The Indian Space Research Organisation (ISRO) launched the mission, known as Chandrayaan-3, in mid-July, with the spacecraft traveling a forty-day, fuel-efficient course before touching down at 8:34 a.m. ET.

India now joins the U.S., Russia and China as the only countries to successfully land a spacecraft on the lunar surface.

“Chandrayaan-3 Mission: ‘India, I reached my destination and you too!” the ISRO announced upon touchdown. “Chandrayaan-3 has successfully soft-landed on the moon!”

A “soft landing” is one in which the spacecraft touches down intact, with little to no damage.

Indian Prime Minister Narendra Modi appeared in a video stream displayed in the ISRO control room as he watched the landing from South Africa, where he is attending a conference, and expressed his pride in the mission’s success.

“India’s successful moon mission is not just India’s alone…this success belongs to all off humanity, and it will help moon missions by other countries in the future,” Modi said. “We can all aspire for the moon and beyond.”

Now that the soft landing has occurred, the remaining objectives of the Chandrayaan-3 mission are to demonstrate the rover moving on the moon and “to conduct in-situ scientific experiments.”

The lander and rover will be functional for about two weeks, during which time researchers will study several things, including the temperature of the lunar surface, lunar seismic activity, the chemical composition of rocks and soil, and any variation in the moon’s thin atmosphere.

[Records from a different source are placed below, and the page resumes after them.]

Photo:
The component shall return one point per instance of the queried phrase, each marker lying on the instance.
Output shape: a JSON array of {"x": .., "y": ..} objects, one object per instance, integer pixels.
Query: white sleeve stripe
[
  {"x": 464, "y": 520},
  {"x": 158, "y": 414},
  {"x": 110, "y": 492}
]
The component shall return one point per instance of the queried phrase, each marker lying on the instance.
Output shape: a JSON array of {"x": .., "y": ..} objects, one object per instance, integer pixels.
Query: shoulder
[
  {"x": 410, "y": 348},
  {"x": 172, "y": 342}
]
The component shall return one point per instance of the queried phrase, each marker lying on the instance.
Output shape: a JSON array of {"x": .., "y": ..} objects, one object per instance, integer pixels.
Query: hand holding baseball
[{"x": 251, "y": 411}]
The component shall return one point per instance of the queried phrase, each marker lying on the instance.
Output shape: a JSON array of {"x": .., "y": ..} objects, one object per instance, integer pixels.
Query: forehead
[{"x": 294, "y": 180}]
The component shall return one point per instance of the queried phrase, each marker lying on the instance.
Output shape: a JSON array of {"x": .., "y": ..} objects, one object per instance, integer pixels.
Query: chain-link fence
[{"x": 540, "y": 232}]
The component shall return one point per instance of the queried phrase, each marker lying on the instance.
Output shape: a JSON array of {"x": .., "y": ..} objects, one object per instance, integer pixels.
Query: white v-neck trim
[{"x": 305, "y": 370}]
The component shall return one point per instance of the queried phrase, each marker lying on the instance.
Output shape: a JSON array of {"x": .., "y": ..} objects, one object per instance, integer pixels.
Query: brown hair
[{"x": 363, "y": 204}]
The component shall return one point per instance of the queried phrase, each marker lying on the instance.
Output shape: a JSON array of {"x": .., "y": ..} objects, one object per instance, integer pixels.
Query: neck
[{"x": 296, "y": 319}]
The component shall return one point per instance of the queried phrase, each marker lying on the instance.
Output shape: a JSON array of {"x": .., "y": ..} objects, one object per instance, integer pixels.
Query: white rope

The lunar south pole in particular is a desirable region for study due to the presence there of frozen water, but it has not been well explored due to its rugged terrain, which includes impact craters.

India previously attempted to reach the moon in 2019, but its Chandrayaan-2 spacecraft failed due to a last-minute software glitch, resulting in the lander crashing onto the moon’s surface.

Chandrayaan-3’s successful landing comes just four days after Russia’s Luna 25 spacecraft, launched on August 11, crashed into the lunar surface as the country attempted to return to the moon for the first time since Luna 24’s successful landing in 1976.

NASA has previously announced that for its Artemis II missions, which will send American astronauts back to the moon, it is also looking to reach the lunar south pole.

In June, when Indian Prime Minister Modi visited the U.S., he and President Joe Biden issued a joint statement hailing the countries’ relationship and their collaboration in several fields, including space.

In the statement, NASA announced it will provide training to Indian astronauts at the Johnson Space Center in Houston, Texas, “with a goal of mounting a joint effort to the International Space Station in 2024.”